05 Dec 2025

South Africa’s Energy Reset: How the G20 and BRICS Can Drive Reform, Unlock Financing

South Africa’s Energy Reset: How the G20 and BRICS Can Drive Reform, Unlock Financing

For South Africa, years of electricity constraints and aging infrastructure have underscored an urgent need for coordinated investment and the integration of cleaner energy sources, with economic losses from load-shedding estimated at ZAR481 billion. Meeting growing industrial and household demand – projected to reach around 264 TWh by 2030 – also requires both domestic planning and international support, particularly from intergovernmental organizations and collaborative platforms.

The G20 and BRICS offer key avenues for engagement. As host of the 2025 G20 presidency, South Africa has leveraged the platform to highlight its energy infrastructure agenda and attract global investment. Through high-level forums, the country has sought to advance continental energy integration, enhance regional electricity reliability and foster private‑sector participation in energy development. G20 involvement could unlock multilateral financing, giving access to lower-cost capital for grid upgrades, renewable deployment and gas-to-power initiatives that might otherwise be delayed or constrained. In a challenging financing environment, these global channels provide critical support for strategic energy projects.

BRICS complements this support by offering alternative development financing and strategic partnerships. South Africa’s role within the New Development Bank opens a pathway to funding projects that may not attract traditional Western lenders. Such support diversifies funding sources and encourages regional energy collaboration. Under the BRICS roadmap, member states aim to identify energy security challenges and promote exchanges of advanced technology and best practices – from small hydropower and clean‑coal innovations to renewable energy deployment and grid modernization. By drawing on the combined technical and financial resources of BRICS partners, South Africa could accelerate infrastructure rollout, integrate cleaner energy technologies and reinforce long-term energy stability.

While South Africa has made strides under its Renewable Energy Independent Power Producer Procurement Program, which expanded large‑scale solar PV, wind and other generation sources, electricity supply remains fragile. After a recent stretch of 168 days without load‑shedding, the country’s grid performance has improved considerably – however, unplanned outages and occasional maintenance‑related disruptions underscore the continued importance of backup capacity and system resilience. Embedded and private generation capacity have grown, helping ease stress on the national grid, but still only supply a fraction of total demand. Intergovernmental support – through financing, policy guidance, capacity building, and infrastructure investment – remains valuable to modernize transmission networks, integrate renewables effectively and ensure long-term energy stability in the face of future demand growth.

African Energy Week (AEW), Africa’s premier energy forum, serves as a critical platform for intergovernmental engagement, bringing together government officials, investors, utilities, developers and multilateral organizations. AEW 2026, scheduled in Cape Town from October 12 to 16, will provide a space for dialogue, negotiation and showcasing new technologies, while aligning South Africa’s energy priorities – including grid expansion, renewable integration, gas infrastructure and project financing – with the objectives of international partners, including G20 and BRICS members. Beyond financing, the forum facilitates political consensus-building, cross-border coordination, regulatory harmonization and knowledge exchange, helping ensure a more integrated energy transition. For South Africa, whose energy challenges affect both domestic and regional markets, such alignment is essential for long-term resilience and growth.

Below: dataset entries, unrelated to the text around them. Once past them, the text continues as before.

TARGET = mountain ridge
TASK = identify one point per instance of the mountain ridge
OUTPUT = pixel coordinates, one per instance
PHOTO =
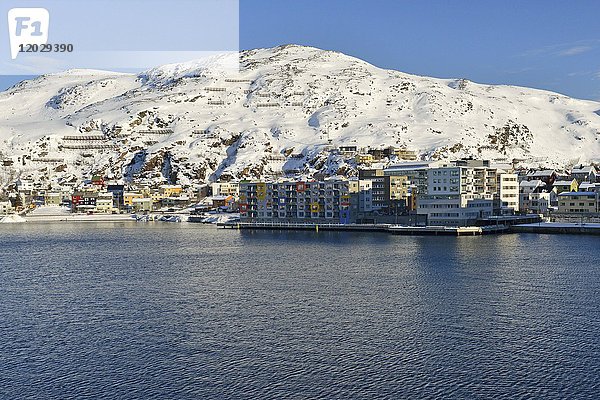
(277, 114)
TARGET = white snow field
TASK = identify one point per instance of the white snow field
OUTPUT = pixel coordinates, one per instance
(195, 123)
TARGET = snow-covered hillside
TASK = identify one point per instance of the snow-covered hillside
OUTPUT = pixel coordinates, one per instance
(194, 123)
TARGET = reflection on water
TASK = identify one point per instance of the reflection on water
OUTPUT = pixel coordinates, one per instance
(186, 311)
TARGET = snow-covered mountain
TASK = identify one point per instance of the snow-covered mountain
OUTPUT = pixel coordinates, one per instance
(194, 122)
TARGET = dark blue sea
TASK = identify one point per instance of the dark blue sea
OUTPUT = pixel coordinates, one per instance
(183, 311)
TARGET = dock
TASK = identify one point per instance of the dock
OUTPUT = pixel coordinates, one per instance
(559, 228)
(386, 228)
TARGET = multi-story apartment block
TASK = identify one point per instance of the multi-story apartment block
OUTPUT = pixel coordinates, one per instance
(289, 201)
(578, 202)
(508, 191)
(584, 173)
(226, 189)
(534, 197)
(6, 207)
(388, 192)
(458, 195)
(416, 178)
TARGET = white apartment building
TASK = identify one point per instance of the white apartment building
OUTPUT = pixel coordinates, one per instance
(508, 190)
(458, 196)
(534, 198)
(226, 189)
(365, 195)
(6, 208)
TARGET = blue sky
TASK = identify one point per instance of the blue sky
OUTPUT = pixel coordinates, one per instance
(546, 44)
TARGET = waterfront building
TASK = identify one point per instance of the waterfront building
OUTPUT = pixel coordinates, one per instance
(226, 189)
(589, 187)
(53, 199)
(458, 195)
(296, 201)
(223, 201)
(416, 178)
(170, 190)
(364, 158)
(534, 197)
(6, 208)
(105, 203)
(584, 173)
(578, 202)
(143, 204)
(388, 193)
(128, 198)
(84, 201)
(548, 176)
(118, 192)
(566, 186)
(507, 196)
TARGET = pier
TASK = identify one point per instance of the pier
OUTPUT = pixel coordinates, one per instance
(388, 228)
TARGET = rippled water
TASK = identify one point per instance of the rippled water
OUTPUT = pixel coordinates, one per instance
(191, 312)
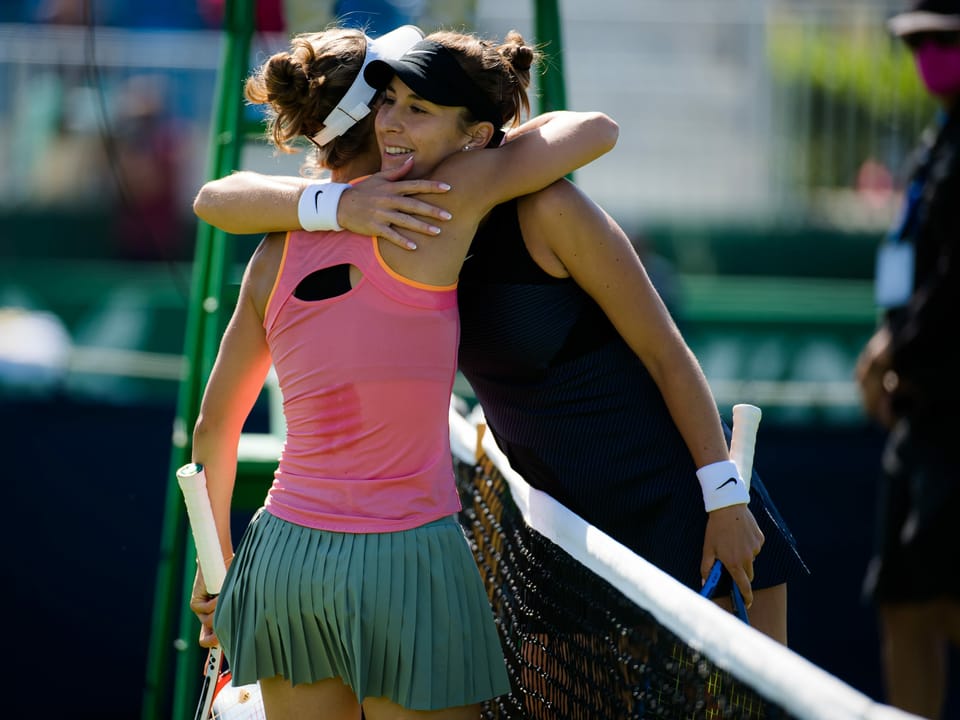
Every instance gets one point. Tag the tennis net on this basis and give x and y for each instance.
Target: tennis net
(592, 631)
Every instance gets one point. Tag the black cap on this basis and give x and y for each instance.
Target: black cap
(433, 73)
(927, 16)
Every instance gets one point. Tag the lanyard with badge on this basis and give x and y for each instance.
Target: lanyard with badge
(896, 257)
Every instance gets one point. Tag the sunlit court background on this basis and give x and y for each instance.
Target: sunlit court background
(760, 161)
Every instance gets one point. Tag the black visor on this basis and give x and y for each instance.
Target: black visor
(431, 71)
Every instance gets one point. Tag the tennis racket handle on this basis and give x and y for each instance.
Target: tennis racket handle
(746, 420)
(193, 484)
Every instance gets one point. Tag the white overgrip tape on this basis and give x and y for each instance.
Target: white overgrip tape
(722, 485)
(317, 209)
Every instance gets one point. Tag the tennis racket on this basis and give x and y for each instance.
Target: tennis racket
(219, 698)
(743, 441)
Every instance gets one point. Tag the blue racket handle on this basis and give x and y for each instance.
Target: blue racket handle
(738, 605)
(712, 579)
(710, 586)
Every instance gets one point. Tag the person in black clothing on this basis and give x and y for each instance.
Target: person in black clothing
(908, 374)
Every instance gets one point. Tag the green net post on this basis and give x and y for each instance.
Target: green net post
(166, 697)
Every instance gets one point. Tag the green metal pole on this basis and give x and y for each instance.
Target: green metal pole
(202, 325)
(549, 33)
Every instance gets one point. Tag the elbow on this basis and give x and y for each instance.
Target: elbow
(608, 131)
(202, 204)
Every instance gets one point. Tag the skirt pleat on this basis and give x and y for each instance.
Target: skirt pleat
(400, 615)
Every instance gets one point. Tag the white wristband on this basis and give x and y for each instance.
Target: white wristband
(317, 209)
(721, 485)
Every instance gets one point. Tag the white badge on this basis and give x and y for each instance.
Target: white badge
(894, 280)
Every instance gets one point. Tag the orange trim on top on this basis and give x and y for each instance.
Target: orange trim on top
(276, 280)
(405, 280)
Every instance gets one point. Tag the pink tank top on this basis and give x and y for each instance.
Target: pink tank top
(366, 378)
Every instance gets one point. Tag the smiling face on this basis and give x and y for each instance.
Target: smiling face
(407, 124)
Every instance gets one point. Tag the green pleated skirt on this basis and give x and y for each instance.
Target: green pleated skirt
(402, 615)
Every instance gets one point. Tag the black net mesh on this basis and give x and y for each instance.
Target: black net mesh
(575, 646)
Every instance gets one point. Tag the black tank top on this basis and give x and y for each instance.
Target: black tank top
(571, 405)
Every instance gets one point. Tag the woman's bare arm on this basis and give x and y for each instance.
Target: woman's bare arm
(246, 202)
(597, 254)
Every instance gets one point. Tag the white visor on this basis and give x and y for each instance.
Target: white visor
(355, 105)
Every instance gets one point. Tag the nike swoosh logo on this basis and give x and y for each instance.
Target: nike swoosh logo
(727, 482)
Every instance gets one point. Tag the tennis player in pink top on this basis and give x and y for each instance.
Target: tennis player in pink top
(353, 589)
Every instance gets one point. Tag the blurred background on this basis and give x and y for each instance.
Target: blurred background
(760, 161)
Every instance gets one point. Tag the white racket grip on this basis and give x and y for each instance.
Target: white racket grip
(193, 484)
(746, 420)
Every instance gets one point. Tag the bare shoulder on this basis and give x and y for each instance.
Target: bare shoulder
(261, 272)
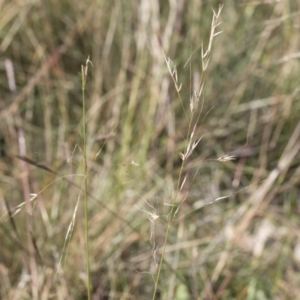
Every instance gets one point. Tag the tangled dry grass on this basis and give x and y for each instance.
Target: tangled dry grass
(189, 132)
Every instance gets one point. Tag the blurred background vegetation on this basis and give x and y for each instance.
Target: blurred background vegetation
(237, 231)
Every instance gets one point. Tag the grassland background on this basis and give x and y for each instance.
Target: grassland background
(244, 246)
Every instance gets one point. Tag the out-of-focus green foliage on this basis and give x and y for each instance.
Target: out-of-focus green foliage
(236, 236)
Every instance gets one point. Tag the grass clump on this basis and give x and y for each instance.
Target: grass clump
(219, 227)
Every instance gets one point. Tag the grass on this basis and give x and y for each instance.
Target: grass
(235, 231)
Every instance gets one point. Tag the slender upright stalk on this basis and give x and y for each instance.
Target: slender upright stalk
(84, 70)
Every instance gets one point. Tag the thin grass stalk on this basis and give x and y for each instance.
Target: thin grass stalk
(84, 70)
(191, 144)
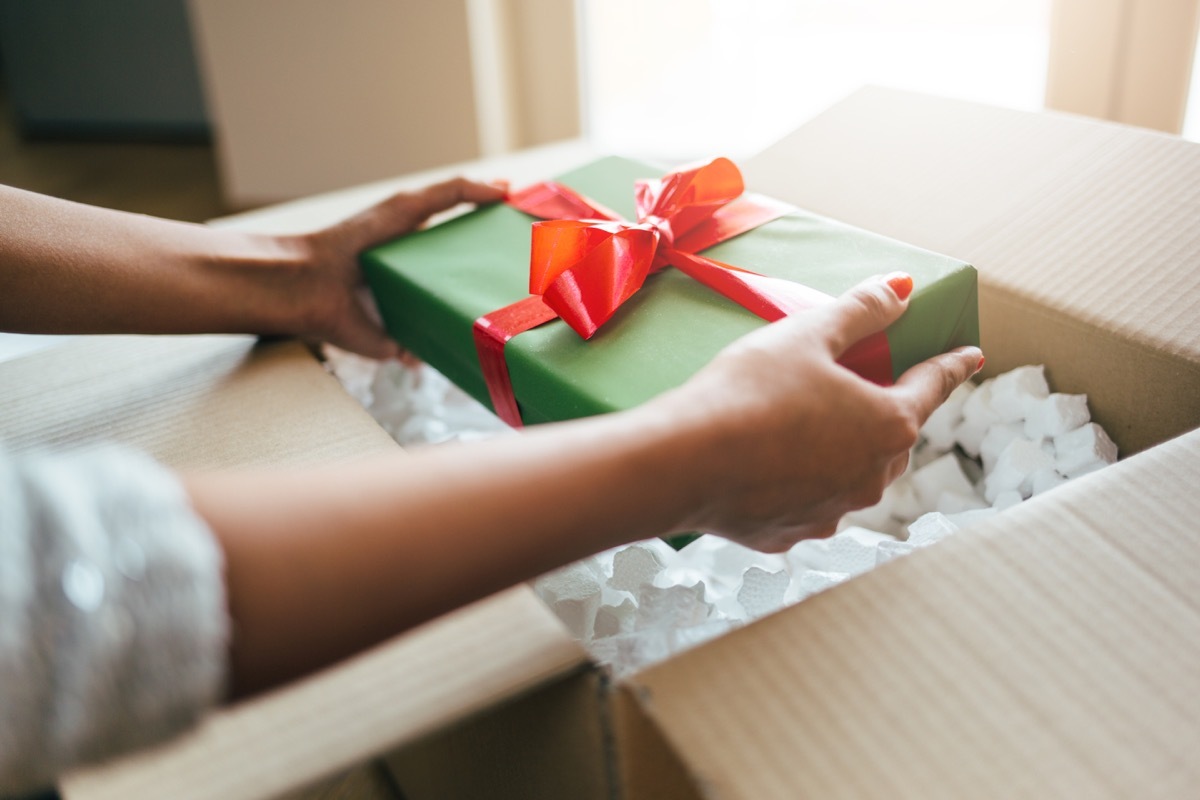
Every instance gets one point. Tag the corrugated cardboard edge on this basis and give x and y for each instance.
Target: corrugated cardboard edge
(225, 401)
(1084, 234)
(549, 744)
(409, 687)
(1051, 651)
(198, 402)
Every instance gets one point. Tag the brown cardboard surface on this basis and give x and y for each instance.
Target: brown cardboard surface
(550, 744)
(222, 401)
(407, 689)
(192, 402)
(1084, 233)
(1053, 651)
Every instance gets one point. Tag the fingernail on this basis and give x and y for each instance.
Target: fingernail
(900, 283)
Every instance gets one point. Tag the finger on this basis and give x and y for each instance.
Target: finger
(402, 212)
(360, 334)
(447, 194)
(930, 383)
(867, 308)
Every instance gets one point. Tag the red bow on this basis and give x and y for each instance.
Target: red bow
(586, 260)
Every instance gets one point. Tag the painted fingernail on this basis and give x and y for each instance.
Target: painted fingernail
(900, 283)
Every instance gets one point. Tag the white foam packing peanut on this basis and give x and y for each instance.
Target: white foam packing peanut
(1084, 450)
(937, 477)
(1015, 468)
(634, 567)
(641, 603)
(1056, 415)
(1018, 391)
(930, 529)
(762, 591)
(939, 428)
(891, 551)
(574, 593)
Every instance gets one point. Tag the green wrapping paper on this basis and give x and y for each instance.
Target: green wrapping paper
(431, 287)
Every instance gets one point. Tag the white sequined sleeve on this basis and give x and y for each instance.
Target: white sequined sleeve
(113, 624)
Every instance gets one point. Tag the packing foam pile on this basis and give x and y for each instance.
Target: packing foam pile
(987, 449)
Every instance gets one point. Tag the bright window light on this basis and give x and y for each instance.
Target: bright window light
(681, 79)
(1192, 120)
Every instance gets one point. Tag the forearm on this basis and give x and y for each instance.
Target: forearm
(322, 564)
(77, 269)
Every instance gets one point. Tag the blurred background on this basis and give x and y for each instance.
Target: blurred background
(197, 108)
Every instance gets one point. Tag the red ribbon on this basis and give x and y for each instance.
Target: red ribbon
(586, 262)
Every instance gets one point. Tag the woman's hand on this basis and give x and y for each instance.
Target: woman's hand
(785, 440)
(69, 268)
(330, 277)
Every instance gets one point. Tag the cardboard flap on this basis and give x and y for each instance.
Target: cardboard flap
(1084, 233)
(1051, 651)
(191, 402)
(423, 681)
(225, 401)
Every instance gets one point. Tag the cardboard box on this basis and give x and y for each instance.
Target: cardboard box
(432, 286)
(1051, 651)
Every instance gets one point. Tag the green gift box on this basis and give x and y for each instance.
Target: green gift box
(433, 284)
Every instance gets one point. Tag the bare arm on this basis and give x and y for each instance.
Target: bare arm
(769, 444)
(77, 269)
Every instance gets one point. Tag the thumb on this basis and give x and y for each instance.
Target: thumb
(361, 331)
(867, 308)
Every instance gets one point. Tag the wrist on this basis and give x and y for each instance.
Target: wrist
(271, 287)
(681, 459)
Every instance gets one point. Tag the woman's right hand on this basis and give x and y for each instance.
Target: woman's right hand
(784, 440)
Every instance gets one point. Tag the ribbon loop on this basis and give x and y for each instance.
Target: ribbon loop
(586, 262)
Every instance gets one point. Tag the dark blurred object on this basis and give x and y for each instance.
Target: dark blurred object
(102, 68)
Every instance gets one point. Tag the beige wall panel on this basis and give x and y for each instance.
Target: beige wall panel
(309, 95)
(1123, 60)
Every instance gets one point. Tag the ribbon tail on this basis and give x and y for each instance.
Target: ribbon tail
(762, 295)
(492, 332)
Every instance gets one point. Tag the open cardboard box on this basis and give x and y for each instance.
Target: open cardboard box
(1053, 650)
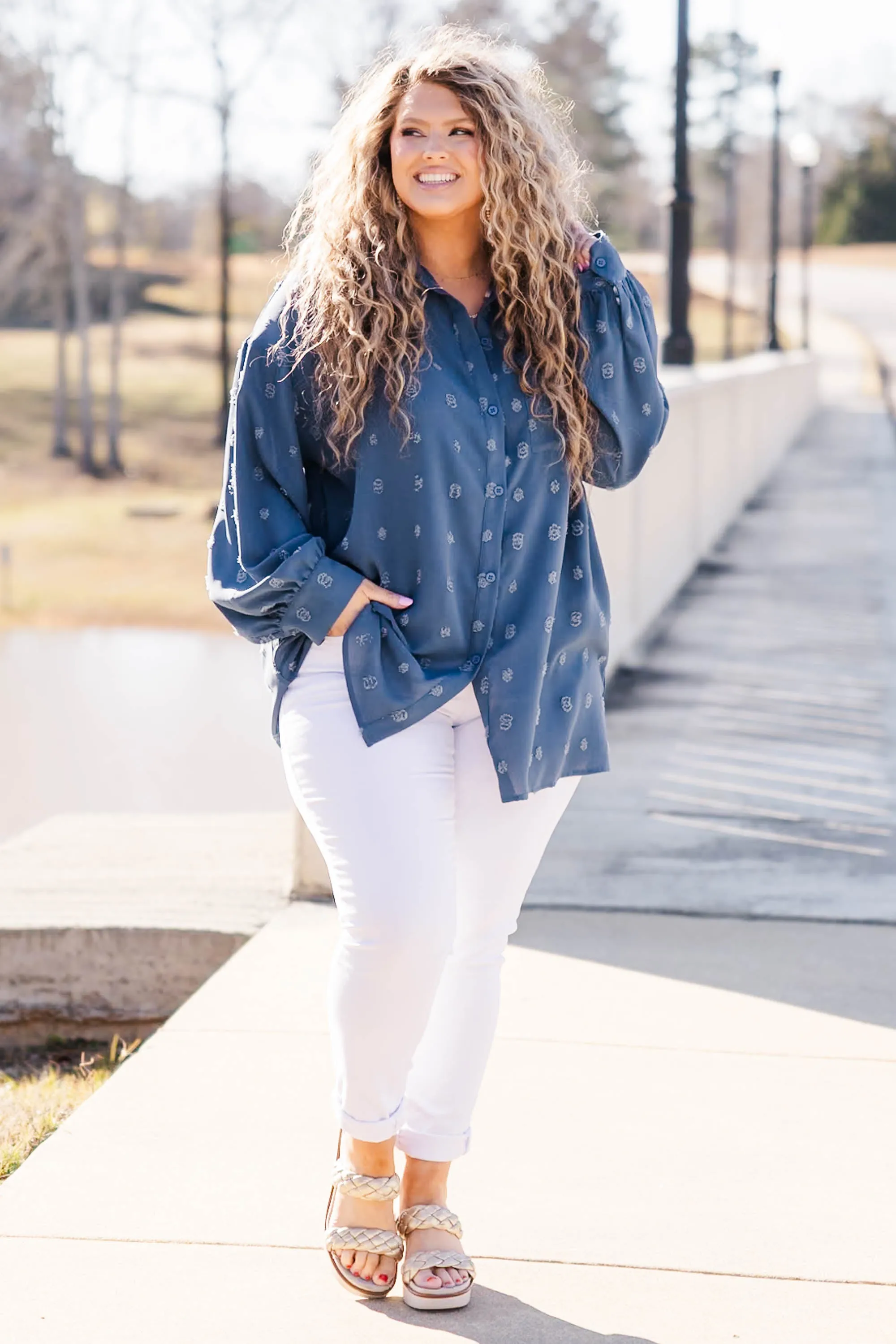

“If effectively leveraged, intergovernmental backing – paired with the convening power of AEW – could help South Africa pivot from energy management toward a stable, diversified, forward-looking energy infrastructure. By harnessing global institutions, securing diversified financing and maintaining consistent policy frameworks, South Africa may not only overcome load-shedding but emerge as a regional energy leader, offering a model for transformation across the continent,” says NJ Ayuk, Executive Chairman, African Energy Chamber.